Using 2.33 mm stone initially resulted in a required weight of 2,413 g. Subsequent observations at 15-, 30-, and 45-min standing times revealed declining cross-sectional areas of 145.73, 127.20, and 123.61 cm2, indicating area losses of 24.1%, 33.75%, and 35.62%, respectively. Correspondingly, stone losses were noted at 38.6%, 45.2%, and 46.2% for the 2.33 mm size and 15-, 30-, and 45-min durations. However, employing a 6.31 mm stone revetment demonstrated area losses of 7.2%, 7.9%, and 8.3%, with revetment losses of 12.2%, 14.3%, and 14.7% for the same time intervals. This optimal size notably safeguarded the bank area by 91%–93%, with minimal impact from varying water standing durations. Overall, the data underscore the significance of the 6.31 mm stone size, emphasizing its efficacy in protecting bank areas while exhibiting lower susceptibility to the effects of differing water standing durations.

Model bank profile study for different conditions

The different profiles of the model bank before and after the experiment are shown in Figure 7. The bank profile of the model bank was measured with the help of a measuring gauge. Initially, the vertical rod of the measuring gauge was lowered down to determine the initial model bank profile. After the drawdown, the most damaged section of the model bank was located, and the measuring rod was lowered down to measure the deformation. The difference between the initial reading of the rod and the reading after the test gave the profile of the bank. It has been observed that the effective size (D10) of 2.33 mm shows failure from the crest of the model bank for time durations of 15, 30, and 45 min. The percentage area loss of the bank for a particular location was 24.10%, 33.75%, and 35.62%, respectively. The difference in area loss between 30 and 45 min of water exposure is not significant. The same pattern is observed for other sizes of the stone. As the size increases, the location of failure also shows a significant improvement in shifting towards the toe of the model bank (Jafarnejad et al. 2017, 2019). The effective size of 6.33 mm shows the maximum protection of the model bank in terms of area loss and stone revetment loss. The area and revetment losses for the size of 6.33 mm were less than 10% and 15%, respectively. Losses increase above the 6.33 mm size of stone in area and riprap.

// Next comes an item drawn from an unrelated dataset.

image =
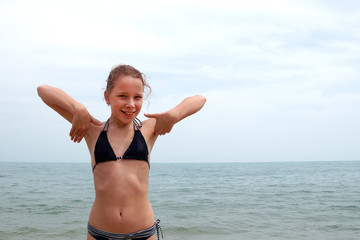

In the present study, the stability of a stone revetment-protected model bank and the response against the different temporal variations were analysed. The outcome of this study may be recommended in field applications for the stable revetment for silt-dominated clay riverbanks or small pond banks. The principal findings are outlined below:

  • (1)

    The study identifies 6.31 mm as the optimal stone revetment size for model bank protection in a laboratory-developed boundary condition. This size shows the minimum loss of revetment (12.2%–14.7%) and cross-sectional area loss (7.2%–8.3%). This finding indicates the critical role of precise stone-sizing in optimizing riverbank protection.

  • (2)

    The study challenges the common fact that larger stones give good protection. Stones with an 8.84 mm diameter, compared with the optimal 6.31 mm size, exhibited reduced benefits, increased area losses, and more revetment dislodgment. This underscores the importance of careful stone selection, considering soil characteristics.

  • (3)

    The maximum vertical bank settlement during various water exposure times reveals that after achieving full saturation, the substantial settlement variations cease. These findings offer valuable insights into the temporal dynamics of bank stability under real-world hydrological conditions, benefitting engineers.

  • (4)

    During the drawdown, the dissipation of pore water pressure emerged as a key mechanism leading to bank failure. So, for designing any protection work, the synergetic impact of drawdown and velocity has to be considered.

All authors have read, understood, and have complied as applicable with the statement on ‘Ethical responsibilities of Authors’, as found in the Instructions for Authors.

This research received no external funding.

All relevant data are included in the paper or its Supplementary Information.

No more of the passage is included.